Le Sénégal vend actuellement ses richesses. Par exemple, l’or qui est produit est amené en Suisse, le zircon en Norvège, les phosphates avec la production d’acide phosphorique en Inde ; ce qui permet de faire aussi des engrais qui vont dans la sous-région.
Quelles sont les conséquences économiques et environnementales des mines abandonnées au Sénégal ou même en Afrique de manière générale ?
En principe, les mines abandonnées ne devraient pas exister, parce que tout simplement dans la législation minière, il est prévu la réhabilitation des sites. Et le Code minier prévoit même un Fonds de réhabilitation qui est fourni pour les sociétés minières pour pouvoir, au cas où ces sociétés se dédient, que l’Etat mobilise ces ressources pour réhabiliter.
Maintenant, les conséquences environnementales ici sont les risques liés aux communautés. Parce que, si ces mines ne sont pas remises en état ou sécurisées, le risque est présent car, ce sont des zones potentielles d’accident. Et même si, on n’est pas encore là, dans certains pays, des problèmes environnementaux sont causés par le drainage minier acide, après l’exploitation de l’or qui se présente. Concernant le zircon, on n’a pas de problème chez nous parce que la réhabilitation est effectuée au fur et à mesure de l’avancée de l’exploitation. Le problème principal, c’est les carrières de matériaux de construction ; et à ce niveau, l’Etat est en train de prendre des dispositions. Il y a un projet que la Direction des Contrôles et de la Surveillance des Opérations Minières envisage de faire sur la réhabilitation de ces carrières.
Au-delà du phosphate et du calcaire, existe-t-il d’autres richesses dans notre sous-sol qui suscitent l’engouement des entreprises minières étrangères ?
La demande est forte en ce qui concerne les minéraux lourds. C’est-à-dire le zircon, ilménite titane. Nous avons aussi le fer. En matière de minéraux de construction, nous avons le sable et les minéraux du développement, comme l’argile qui doit être promue afin de permettre même aux communautés de les utiliser. C’est pourquoi, on parle de minéraux de développement. Ce sont des termes qui ont été institués par le PNUD qui dit que les populations autour des zones de ces ressources doivent pouvoir en bénéficier.

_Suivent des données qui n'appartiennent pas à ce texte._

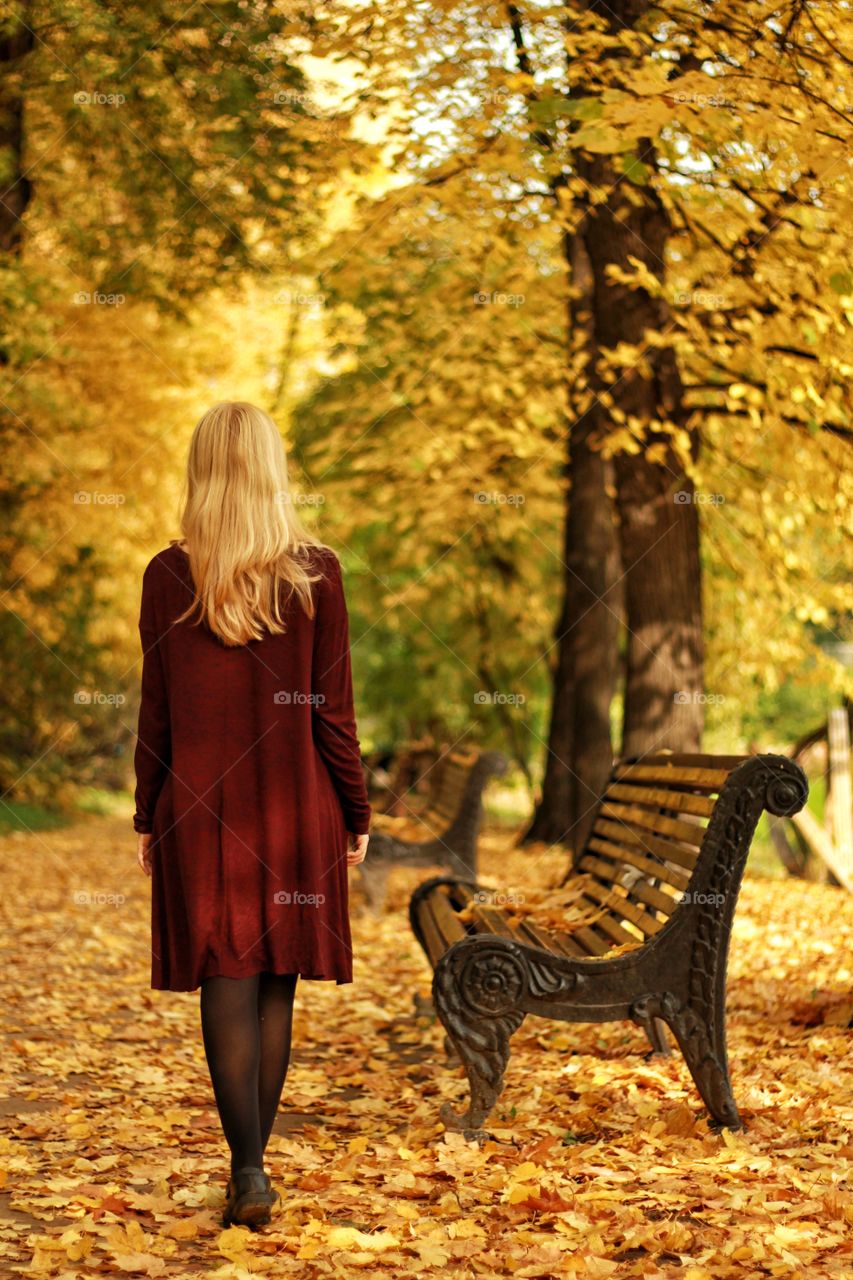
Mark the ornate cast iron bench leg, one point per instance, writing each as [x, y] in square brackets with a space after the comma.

Vous citez davantage l’or et le zircon, est-ce à dire que ce sont les principales richesses qui peuvent donner plus d’opportunités au Sénégal ?
Effectivement, parce que la donne est forte dans ces zones, la recherche est assez avancée ; et les permis de recherche pour ces deux substances sont assez prometteurs.
Si, nous revenons à la découverte du pétrole et du gaz, ne craignez-vous pas que les industries extractives minières souffrent de cette nouvelle donne ?
Au contraire, le pétrole et le gaz vont faciliter l’accès à l’énergie pour les sociétés minières, parce qu’elles sont obligées de mettre en place des centrales. Car, si vous regardez leurs dépenses,
celle de l’accès à l’énergie est la plus élevée ; donc, cette exploitation devrait permettre de réduire les coûts d’exploitation.